Alan: And we have the flexibility that policy could be expressed in many ways
Sarah A: Some things are not documented and are hard to discover, when is it
effective? And that's not part of the policy language. So what else
Micah: Is it centered around access?
Sarah A: Borrows from Xacmul, which has the concept of deligation.
Micah: Janrain is building policy language in Xacmul. Customers hate it, so they go back to XML.
Alan: It was so expressive, and we built a few checkboxes that generated the XML that no one would ever see.
Sarah: Can we express the policy across multiple providers, and in cases where it's more complicated.
Alan: I looked into limiting what parts of the database by making queries for things you're not allowed to make
Denis: You can do an interference attack
Alan: Instead we gave them a view of the database that only had what they needed. (We found out later?)

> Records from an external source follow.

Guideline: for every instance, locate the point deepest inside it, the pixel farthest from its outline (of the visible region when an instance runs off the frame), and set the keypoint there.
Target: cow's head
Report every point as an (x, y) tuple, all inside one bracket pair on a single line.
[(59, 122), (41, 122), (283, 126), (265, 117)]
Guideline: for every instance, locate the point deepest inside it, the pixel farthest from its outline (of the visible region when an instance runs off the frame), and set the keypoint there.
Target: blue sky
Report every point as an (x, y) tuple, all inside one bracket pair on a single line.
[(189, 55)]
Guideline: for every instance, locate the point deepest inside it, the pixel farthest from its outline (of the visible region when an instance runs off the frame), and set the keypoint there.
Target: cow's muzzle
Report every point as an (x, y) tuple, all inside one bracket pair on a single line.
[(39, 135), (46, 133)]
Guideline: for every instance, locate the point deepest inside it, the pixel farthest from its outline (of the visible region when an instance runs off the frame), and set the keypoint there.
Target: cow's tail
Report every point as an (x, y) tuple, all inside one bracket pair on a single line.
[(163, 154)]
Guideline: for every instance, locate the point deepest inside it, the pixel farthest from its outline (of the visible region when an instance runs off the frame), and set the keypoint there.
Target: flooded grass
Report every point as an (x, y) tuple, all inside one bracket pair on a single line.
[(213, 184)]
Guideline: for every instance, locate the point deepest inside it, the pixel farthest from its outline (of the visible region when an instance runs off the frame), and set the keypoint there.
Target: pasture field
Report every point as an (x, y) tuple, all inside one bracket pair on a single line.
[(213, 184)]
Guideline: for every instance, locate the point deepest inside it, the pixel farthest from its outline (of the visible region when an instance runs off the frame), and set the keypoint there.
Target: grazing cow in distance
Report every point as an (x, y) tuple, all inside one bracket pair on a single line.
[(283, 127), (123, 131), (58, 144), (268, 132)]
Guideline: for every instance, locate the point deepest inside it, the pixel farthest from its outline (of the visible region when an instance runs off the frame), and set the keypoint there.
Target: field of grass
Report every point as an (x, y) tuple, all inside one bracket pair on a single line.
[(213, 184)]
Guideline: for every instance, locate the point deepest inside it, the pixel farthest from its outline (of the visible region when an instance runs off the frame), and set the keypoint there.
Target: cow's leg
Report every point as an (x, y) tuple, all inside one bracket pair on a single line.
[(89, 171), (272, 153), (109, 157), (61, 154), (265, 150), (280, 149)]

Sarah S: Why are you trying to do this? Making a infographic of the database?
Sarah A: Say I have a front end, back end, lots of services in different infrastructure. How do we reason about it and
understand the high level review. There's the problem of knowing what is correct, and there's the problem of implementing
what you've decided.
Denis: You'll want in some case to want to start checking the token, and additionally the region
Alan: As long as you allow delegation.